In attempting to figure out the real justification for these policies, it is worth looking at examples where the manipulation of traditional Chinese can legitimately cause some degree of chaos; namely in circumventing censorship and subtly criticizing the Chinese government. At this point, China’s extensive censorship network has been well documented. ‘The Great Firewall of China’ deserves its mocking name. Foreign websites such as YouTube and Facebook are blocked and Chinese alternatives, such as the micro-blogging website Weibo, are heavily regulated and censored. In addition to the prohibition on foreign material, a variety of words and phrases are passively banned across the Chinese network such as ‘protest’, ‘Occupy’, or, strangely enough, ‘Hillary Clinton’. The censorship apparatus is not just passive though, censors are directly involved with both media outlets and individuals regarding their coverage of particular events. For example, Taiwan’s recent elections drew censors to order Chinese editors to ‘delete all content attacking the political system of the mainland’, in memos that were later leaked. Before that, the protests in Hong Kong caused censors to run wild by blocking Instagram and deleting social media posts at record-breaking rates, over 5 times the normal rate of censorship.

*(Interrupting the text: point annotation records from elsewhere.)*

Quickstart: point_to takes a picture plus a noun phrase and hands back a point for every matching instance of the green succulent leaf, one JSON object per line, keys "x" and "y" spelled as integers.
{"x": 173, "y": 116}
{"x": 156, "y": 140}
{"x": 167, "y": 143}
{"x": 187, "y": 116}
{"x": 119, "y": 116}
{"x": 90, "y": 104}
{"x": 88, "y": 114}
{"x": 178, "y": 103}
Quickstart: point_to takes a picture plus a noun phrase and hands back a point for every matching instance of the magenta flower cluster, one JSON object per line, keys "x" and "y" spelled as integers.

Yet despite this opposition, a large proportion of China’s 500 million Internet users have utilized creative methods to overcome the regulation of the Internet, such as the common use of Virtual Private Networks (VPNs), or more topically, through the use of coded language. An entirely new lexicon ‘laced with mockery, satire, or sarcasm’ has emerged as a way to safely critique the government; for instance, those subject to censorship are claimed to have been ‘harmonized’, as a reference to Party member’s calls for a more harmonious nation. Another popular example is the ‘grass mud horse’, an alpaca-like creature whose name (‘cao ni ma’) sounds like a Chinese profanity and now serves as an omnipresent representation of resistance to censorship. Or even the altered idiom ‘smog the people’, a clever turn on Mao Zedong’s famous phrase ‘serve the people’, that sounds practically identical.

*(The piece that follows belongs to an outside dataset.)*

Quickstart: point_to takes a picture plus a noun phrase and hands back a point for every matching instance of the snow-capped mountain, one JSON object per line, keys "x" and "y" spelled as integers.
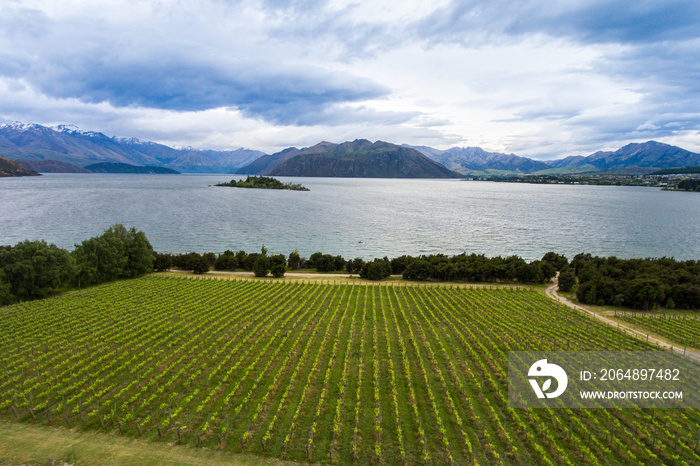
{"x": 70, "y": 144}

This type of language manipulation has become quite prevalent in the online community and certainly serves as more of a threat to the government and traditional Chinese society than goofy advertisements. In this way, it seems much more likely that the ban was instituted as a method to further crack down on critical ‘netizens’ rather than a move to protect the sanctity of Mandarin. Language manipulation, with its potential to be subtly used to critique authority structures, has only become more prevalent and important as time has gone on. Wordplay became an essential weapon for activists in the recent Hong Kong protests, with an enormous volume of new politically focused sayings and idioms cropping up weekly, such as a play on the Cantonese phrase ‘to go shopping’ which ended up signifying ‘to protest on the streets’. Clearly, this language is political dangerous and poses a comparatively greater threat to the government than flawed advertising.

It is worth noting that due to the nature of China’s censorship policies, we will probably never see this ban used explicitly as legal justification for censorship. In all likelihood, the censors will ban what they please and will not tell anyone about it. However, this announcement seems to be part of an emerging pattern of language restriction, with more allegedly on the way, which is aimed at silencing the online activist community. As of right now, unfortunately the ‘Great Firewall of China’ still stands strong.